I just read an article by someone whose last name is Roitblat. I know Carlos Montemayor has talked a lot about this. And others. They say, “Look, if your definition of intelligence is just at the level of goal satisfaction and satisfying some objective function, probably never.” Probably never, is AI going to turn into a person.
If you include intelligence that AI figures out a problem, sets some objective for itself, and then satisfies that objective through its cognitive resources, then that comes a lot closer to humans. But it also is an AI that is almost always going to be deeply cooperative.
You know, let's say an AI system was doing some physics work and it came up with a new theory of how we could test for dark matter. Assuming it’s anything like the normal methods, you’ve got to have a lot of buy in. You’ve got to have politicians funding it. You’ve got to get the NSF to approve your grant. You’ve got to get people to work with you. You’ve got to get people to give you land and help you develop it. And so in those cases, the consequences of wrong action would be steep if people decided they couldn't work with you as an AI system.
I think consequences for AI are going to show up most obviously when AIs not only have goals, but they recognize that they need to cooperate with other agents to achieve those goals. And in that case, consequences are severe. So I think consequences in this context are social consequences: that people won't cooperate with you as an AI system. And a machine that is doing things that make them not worth cooperating with is going to have to switch tactics.
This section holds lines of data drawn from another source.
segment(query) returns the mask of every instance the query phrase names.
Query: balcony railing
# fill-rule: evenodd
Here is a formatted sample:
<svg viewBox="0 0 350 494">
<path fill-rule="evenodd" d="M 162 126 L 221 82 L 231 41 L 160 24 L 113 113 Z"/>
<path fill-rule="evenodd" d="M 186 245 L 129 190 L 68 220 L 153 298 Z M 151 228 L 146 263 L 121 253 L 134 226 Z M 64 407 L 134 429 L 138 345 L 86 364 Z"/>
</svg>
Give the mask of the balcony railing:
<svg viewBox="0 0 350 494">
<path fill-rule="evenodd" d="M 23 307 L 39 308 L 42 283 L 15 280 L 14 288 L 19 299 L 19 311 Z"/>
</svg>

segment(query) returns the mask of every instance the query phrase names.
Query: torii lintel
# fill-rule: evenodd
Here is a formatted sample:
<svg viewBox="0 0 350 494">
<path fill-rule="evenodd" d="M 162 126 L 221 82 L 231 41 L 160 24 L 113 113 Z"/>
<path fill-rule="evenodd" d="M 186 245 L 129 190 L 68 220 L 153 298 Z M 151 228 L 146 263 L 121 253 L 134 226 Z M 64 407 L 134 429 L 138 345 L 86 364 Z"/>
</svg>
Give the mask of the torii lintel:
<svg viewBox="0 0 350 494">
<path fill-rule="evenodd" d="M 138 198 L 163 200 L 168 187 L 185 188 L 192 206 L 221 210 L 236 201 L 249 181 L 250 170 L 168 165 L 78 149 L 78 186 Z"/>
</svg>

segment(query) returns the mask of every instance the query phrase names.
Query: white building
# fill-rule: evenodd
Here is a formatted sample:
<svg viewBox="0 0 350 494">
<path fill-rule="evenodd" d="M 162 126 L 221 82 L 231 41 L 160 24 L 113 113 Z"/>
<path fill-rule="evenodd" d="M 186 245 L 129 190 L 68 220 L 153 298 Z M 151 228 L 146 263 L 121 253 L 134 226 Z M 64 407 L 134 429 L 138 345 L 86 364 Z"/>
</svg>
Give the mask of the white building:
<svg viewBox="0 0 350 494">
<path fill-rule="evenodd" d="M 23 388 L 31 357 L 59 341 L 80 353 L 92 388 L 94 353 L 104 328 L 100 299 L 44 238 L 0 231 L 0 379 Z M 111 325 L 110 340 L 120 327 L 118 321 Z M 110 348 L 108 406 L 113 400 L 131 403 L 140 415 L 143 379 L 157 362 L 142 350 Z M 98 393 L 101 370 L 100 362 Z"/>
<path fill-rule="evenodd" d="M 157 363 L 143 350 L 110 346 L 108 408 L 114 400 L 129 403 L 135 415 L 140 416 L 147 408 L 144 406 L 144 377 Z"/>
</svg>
Being uncooperative is a reputation that’s hard to shake. If people say an AI is just not trustworthy, the AI has to start from scratch and rebuild its reputation. I think that would happen as much to an AI system as anyone else. If an AI were to find itself saying, “In order to achieve my goals, I need other people to trust me,” the AI is going to start behaving, even if it’s just pursuing its own self-interest. It’s going to start behaving like a pretty normal moral agent.
If AI does achieve personhood by some reasonable definition of that word, what obligations do we have to AI from a moral standpoint? As I'm sure you know, Peter Singer and even before him, Jeremy Bentham have said that the capacity to experience suffering is what confers moral consideration on a being or an entity. If AI does get to a point where it's accountable and experiencing associated consequences, then again, in some sense AI must be suffering. So what moral obligations would we have in that case?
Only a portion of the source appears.